Валентин толкает дверь – э, да здесь целые хоромы! Комнатка Валентина в пансионе мадам Сижо раза в три меньше, кровать, стул да рукомойник – вот и все убранство. А у Саркиса даже есть отдельная гостиная – оттуда он и выходит, в барском халате, этакий восточный Обломов, не хватает разве что трубки с длинным чубуком… а еще из-под полы халата выглядывают нелепые полосатые чулки.
– А, Валентин! – восклицает Саркис, распахивая щедрые объятия, – заходи, брат, мы уже почти закончили, сейчас ужинать пойдем!
Валентин скидывает шинель – похоже, Саркис не бережет угля, в комнате жарко, словно на дворе лето. За косым окном закатный луч зимнего солнца на секунду покрывает сусальным золотом свинцовую парижскую крышу на противоположной стороне улицы.

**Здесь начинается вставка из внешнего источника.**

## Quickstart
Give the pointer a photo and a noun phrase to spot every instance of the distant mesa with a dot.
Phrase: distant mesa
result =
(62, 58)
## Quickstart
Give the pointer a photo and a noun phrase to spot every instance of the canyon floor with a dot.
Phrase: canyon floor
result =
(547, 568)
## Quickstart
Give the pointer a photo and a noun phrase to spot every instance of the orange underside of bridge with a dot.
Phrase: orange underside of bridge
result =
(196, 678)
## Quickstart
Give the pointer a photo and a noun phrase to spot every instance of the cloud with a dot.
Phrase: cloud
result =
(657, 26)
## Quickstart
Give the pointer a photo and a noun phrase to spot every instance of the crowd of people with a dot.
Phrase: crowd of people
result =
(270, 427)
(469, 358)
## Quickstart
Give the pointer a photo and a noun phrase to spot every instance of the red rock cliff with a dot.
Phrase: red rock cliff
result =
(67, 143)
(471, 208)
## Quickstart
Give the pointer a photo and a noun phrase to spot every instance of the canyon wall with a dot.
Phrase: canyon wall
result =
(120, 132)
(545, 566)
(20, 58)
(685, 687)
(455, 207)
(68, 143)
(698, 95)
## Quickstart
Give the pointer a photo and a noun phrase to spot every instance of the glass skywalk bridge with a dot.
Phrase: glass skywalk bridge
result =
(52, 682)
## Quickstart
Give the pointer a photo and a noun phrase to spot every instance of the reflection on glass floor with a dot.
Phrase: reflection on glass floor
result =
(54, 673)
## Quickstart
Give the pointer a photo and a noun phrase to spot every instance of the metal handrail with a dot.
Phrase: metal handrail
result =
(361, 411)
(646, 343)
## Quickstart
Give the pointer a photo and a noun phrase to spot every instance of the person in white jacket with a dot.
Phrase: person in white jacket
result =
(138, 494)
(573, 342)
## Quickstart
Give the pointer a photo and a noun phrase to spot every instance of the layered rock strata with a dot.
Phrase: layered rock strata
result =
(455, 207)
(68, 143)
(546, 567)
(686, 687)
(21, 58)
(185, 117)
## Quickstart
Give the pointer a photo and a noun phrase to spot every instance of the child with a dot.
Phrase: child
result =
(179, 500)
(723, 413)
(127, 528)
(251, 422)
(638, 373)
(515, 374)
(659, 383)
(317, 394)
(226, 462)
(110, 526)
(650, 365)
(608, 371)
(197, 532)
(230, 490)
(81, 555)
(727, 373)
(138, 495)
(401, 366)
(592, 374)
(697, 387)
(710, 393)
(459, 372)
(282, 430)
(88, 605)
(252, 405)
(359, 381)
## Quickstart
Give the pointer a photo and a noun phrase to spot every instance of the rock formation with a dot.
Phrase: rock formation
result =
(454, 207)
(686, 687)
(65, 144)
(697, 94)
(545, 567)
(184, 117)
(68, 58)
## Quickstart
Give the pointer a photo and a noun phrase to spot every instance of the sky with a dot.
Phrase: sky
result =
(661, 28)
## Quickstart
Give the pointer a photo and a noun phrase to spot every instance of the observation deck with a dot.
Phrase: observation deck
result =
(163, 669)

В дверях гостиной Валентин сталкивается с мужчиной лет тридцати, одетым модно, даже изысканно. Есть же люди, которые на сущие гроши умеют одеваться как денди! Впрочем, внимание прежде всего привлекает не его наряд, а продолговатый предмет у него на плече, закутанный в черную ткань. Мужчина бросает на Валентина настороженный, испуганный взгляд.